For lower-income Canadians, a TFSA might be the better choice because they won't have to pay taxes when they withdraw their money, while higher-income Canadians might want to max out their RRSPs to help lower their income tax bracket while they're working.

3. Spending

Part of retirement planning is figuring out how much you're going to spend each year. Canadians are living longer – according to a report last year from Canada's Chief Actuary, life expectancy for someone who is currently 60 years old is 85 for men, and 87 for women. As a result, investors probably need to factor in increased health costs to ensure that their money could potentially last for decades.

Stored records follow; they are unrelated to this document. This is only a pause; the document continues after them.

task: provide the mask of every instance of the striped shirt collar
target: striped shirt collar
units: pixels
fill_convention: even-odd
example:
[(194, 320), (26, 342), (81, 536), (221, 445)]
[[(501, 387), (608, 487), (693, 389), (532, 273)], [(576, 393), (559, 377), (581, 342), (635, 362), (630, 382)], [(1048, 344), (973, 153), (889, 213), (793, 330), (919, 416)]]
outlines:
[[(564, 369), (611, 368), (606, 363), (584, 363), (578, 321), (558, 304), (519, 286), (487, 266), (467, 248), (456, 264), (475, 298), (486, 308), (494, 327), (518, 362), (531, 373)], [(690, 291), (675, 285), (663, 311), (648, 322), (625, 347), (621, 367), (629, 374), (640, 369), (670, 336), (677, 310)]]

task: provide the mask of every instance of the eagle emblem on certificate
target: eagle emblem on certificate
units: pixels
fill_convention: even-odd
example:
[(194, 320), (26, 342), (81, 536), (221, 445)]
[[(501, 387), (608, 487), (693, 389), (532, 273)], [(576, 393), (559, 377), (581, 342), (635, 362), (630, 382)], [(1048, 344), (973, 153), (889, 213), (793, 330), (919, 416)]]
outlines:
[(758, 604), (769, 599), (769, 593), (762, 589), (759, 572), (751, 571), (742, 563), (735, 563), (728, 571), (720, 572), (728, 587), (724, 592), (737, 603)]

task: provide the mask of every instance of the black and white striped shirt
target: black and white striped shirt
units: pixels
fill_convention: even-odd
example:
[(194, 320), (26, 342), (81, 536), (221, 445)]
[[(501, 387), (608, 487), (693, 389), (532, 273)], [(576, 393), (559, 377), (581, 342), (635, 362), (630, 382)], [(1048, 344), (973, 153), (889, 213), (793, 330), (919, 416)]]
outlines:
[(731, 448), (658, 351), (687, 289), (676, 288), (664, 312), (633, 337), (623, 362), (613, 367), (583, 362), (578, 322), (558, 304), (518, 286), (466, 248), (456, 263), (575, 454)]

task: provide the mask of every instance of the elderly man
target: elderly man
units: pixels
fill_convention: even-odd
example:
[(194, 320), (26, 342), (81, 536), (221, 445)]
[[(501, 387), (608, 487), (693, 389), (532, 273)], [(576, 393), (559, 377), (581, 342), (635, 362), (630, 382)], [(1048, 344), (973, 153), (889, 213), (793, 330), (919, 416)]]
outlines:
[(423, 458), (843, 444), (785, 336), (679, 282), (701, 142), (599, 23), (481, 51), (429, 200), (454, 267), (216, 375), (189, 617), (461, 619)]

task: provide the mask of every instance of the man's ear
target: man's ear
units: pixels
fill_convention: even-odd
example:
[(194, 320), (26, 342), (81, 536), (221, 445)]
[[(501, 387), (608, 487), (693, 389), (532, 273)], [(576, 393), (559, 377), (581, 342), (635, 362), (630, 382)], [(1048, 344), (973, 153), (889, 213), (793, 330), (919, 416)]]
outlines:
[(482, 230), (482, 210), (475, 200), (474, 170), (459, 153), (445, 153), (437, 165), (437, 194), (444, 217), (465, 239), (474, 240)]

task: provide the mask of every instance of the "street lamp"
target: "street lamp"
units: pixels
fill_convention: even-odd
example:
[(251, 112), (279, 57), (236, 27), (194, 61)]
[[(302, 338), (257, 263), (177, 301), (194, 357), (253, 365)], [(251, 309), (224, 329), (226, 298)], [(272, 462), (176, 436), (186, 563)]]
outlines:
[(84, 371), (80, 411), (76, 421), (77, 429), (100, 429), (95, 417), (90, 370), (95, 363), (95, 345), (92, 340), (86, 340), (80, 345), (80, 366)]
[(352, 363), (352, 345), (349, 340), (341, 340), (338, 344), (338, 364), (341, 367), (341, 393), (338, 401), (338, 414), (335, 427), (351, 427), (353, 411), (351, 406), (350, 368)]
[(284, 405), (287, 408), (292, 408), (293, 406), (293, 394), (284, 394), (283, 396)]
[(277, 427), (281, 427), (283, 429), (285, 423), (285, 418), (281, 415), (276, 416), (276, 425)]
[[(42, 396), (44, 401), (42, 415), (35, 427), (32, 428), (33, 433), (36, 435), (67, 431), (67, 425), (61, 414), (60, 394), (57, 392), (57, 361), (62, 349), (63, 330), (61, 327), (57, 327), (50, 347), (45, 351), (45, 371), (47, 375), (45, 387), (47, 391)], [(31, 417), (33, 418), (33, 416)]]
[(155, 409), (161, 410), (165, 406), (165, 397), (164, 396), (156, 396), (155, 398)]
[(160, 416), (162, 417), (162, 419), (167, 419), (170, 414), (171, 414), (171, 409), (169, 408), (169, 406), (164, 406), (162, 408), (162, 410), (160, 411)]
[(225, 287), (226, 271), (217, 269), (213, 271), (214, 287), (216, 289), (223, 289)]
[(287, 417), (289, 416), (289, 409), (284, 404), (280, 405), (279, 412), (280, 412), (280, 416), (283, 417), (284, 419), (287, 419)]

There are many online retirement calculators that can help you determine how much income you'll have in retirement (like the retirement income calculator provided by BlackRock), additionally a financial adviser may be able to help you get a better sense of your annual bills, spending and income.

4. Shifting portfolio

At this stage in life, most Canadians are looking to preserve their savings. This could be done by rebalancing their portfolio to focus on more fixed income investments like guaranteed income certificates (GICs) or bonds. The thing to remember, says Mr. Chiefalo, is while these kinds of products help protect your money from market turmoil, there isn't that much opportunity for growth. However, there are options for those who want their portfolio to stay safe and also grow.

5. Growth

Just because you're retired doesn't mean your portfolio is also retired. It may be a good idea to incorporate some growth into your portfolio to help bring in income and to help keep up with inflation, says Mr. Chiefalo. One way of doing that is through exchange traded funds (ETFs).

Mr. Chiefalo suggests fixed income ETFs for those who are close to retirement for several reasons. "With low transaction costs, low management fees and immediate diversification, they offer extremely compelling value to our clients."

In terms of growth, Mr. Chiefalo points out that minimum volatility ETFs may reduce the volatility that comes with equities while potentially maintaining the returns you can get with them. "We are aiming to capture the majority of the upside of equity returns, while reducing the downside participation. These are great tools for investors more acutely concerned with risk, yet still requiring the growth potential of equities."